I've got a flakey friend that sends me messages along these lines when we've arranged something, and to me, it's glaringly obvious that she wants to do the other thing and is hoping I'll let her off the hook.
It leaves a nasty taste, I'd rather she was just honest and said I'd rather do this!

StormingNorman · 24/03/2024 15:17

Stick with your plans with your friend. Go to your parents after if the house is still free.

IDontLoveTheWayYouLie · 24/03/2024 15:19

Seems a bit shitty just because you think you've now got a better offer. Would you care if she did it to you?

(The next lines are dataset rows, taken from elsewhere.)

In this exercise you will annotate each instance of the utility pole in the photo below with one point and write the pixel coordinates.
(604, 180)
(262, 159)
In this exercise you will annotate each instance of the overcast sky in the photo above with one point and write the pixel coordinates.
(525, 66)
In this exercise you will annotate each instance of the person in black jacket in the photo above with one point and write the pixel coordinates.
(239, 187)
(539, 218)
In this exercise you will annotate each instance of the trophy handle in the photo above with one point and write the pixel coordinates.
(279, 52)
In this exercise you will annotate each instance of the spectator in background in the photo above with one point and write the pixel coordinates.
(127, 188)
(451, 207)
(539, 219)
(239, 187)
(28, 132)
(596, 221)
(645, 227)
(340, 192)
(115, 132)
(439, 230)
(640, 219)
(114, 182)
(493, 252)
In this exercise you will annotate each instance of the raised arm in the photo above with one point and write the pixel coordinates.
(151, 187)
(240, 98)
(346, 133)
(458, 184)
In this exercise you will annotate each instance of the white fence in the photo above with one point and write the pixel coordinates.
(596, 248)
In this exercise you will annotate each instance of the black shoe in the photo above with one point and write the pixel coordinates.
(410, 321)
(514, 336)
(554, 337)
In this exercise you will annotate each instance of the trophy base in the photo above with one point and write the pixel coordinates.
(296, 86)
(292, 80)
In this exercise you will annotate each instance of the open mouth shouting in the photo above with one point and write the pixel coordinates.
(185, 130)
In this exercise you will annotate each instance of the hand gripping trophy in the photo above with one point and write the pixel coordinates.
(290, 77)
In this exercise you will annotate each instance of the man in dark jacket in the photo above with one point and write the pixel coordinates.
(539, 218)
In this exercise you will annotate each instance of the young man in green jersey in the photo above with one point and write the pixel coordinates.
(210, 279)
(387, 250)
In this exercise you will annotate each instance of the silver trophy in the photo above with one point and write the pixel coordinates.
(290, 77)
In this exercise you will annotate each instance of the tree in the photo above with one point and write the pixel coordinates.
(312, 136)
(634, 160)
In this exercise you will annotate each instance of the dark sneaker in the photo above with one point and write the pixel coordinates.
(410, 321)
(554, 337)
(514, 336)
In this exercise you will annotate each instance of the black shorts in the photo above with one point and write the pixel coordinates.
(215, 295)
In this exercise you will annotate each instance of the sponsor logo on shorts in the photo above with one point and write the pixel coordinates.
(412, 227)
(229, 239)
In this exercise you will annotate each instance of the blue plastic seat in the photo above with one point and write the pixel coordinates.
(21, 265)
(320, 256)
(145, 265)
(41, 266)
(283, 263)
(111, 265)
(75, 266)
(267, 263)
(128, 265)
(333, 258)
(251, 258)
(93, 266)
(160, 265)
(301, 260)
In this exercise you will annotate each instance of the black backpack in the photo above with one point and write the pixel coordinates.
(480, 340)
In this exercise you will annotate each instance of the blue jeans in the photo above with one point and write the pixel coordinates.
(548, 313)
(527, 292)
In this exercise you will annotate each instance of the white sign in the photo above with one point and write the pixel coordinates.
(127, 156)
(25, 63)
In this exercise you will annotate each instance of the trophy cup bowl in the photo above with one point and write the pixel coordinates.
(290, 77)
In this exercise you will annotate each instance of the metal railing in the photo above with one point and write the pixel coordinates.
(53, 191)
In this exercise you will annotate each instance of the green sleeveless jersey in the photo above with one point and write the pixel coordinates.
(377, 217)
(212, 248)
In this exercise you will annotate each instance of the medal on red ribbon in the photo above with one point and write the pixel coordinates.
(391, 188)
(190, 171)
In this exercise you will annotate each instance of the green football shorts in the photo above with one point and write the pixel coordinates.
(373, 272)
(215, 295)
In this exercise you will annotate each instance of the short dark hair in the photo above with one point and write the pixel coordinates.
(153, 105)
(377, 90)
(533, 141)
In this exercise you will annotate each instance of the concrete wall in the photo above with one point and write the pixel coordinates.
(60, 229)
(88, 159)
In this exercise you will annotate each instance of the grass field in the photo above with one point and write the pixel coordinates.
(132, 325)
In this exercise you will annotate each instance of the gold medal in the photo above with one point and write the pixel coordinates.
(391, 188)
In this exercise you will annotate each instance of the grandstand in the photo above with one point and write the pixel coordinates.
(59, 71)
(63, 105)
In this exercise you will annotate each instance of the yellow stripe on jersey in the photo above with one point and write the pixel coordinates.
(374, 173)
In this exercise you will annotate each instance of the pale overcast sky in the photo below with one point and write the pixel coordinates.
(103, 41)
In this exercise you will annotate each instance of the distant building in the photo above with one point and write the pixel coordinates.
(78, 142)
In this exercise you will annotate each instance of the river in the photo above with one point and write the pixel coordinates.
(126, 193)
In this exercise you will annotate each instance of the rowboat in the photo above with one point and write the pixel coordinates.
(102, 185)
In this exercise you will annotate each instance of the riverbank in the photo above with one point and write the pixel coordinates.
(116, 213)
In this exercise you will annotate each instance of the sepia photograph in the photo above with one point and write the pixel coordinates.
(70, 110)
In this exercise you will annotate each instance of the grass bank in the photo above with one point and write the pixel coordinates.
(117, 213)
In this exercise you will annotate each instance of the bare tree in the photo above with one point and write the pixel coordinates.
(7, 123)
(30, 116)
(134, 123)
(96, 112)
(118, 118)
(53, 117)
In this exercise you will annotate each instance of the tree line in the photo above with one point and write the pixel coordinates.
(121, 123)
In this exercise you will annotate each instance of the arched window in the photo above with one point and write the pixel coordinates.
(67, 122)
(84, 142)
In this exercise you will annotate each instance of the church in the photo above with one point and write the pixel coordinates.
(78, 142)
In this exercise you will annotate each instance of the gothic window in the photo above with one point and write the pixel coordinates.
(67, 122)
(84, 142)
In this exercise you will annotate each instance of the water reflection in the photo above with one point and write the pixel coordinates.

Toddlerteaplease · 24/03/2024 15:23

ZekeZeke · 24/03/2024 11:55

You are being a shitty friend if you do that.

This

susiedaisy1912 · 24/03/2024 15:30

Don't cancel on your friend. I assume your parents will still be living in their house in the future and will probably go away again at some point this year so stay at theirs then.

SKG231 · 24/03/2024 15:33

dont cancel on your friend.

ilurktherforeiam · 24/03/2024 15:44

Createausername1970 · 24/03/2024 14:42

I would ask her.

I would say "I am really to happy to meet on Saturday as planned, but mum just called wondering if I could house sit. I have told her no as I have plans to see you, but I thought I would double check with you though, just in case you hadn't realised it was Easter weekend and were wondering how to get out of it 🫢. But Saturday is still fine with me"

So you are giving her the opportunity to bail if she hadn't realised it was Easter.

This! I have had friends ask me how I felt when they've had other things crop up, and I never minded switching days. Good friends are usually flexible and care about your happiness and the fact that you are being upfront.

And as a good friend in return, you will also understand if she doesn't have another day and continue with your plan to see her. So talk to her and see what you can work out.

Whaleandsnail6 · 24/03/2024 16:32

Id stick with the plan with your friend. You said you know she is looking forwards to it and with it being bank holiday weekend,it might be too short notice for her to make any other plans now.

If you sent a message asking me if I minded you cancelling, I'd feel obliged to say it's fine as I'd feel like you asking means you want to cancel or rearrange.

Couldn't you just go and stay at your parents house another weekend, even if they are there?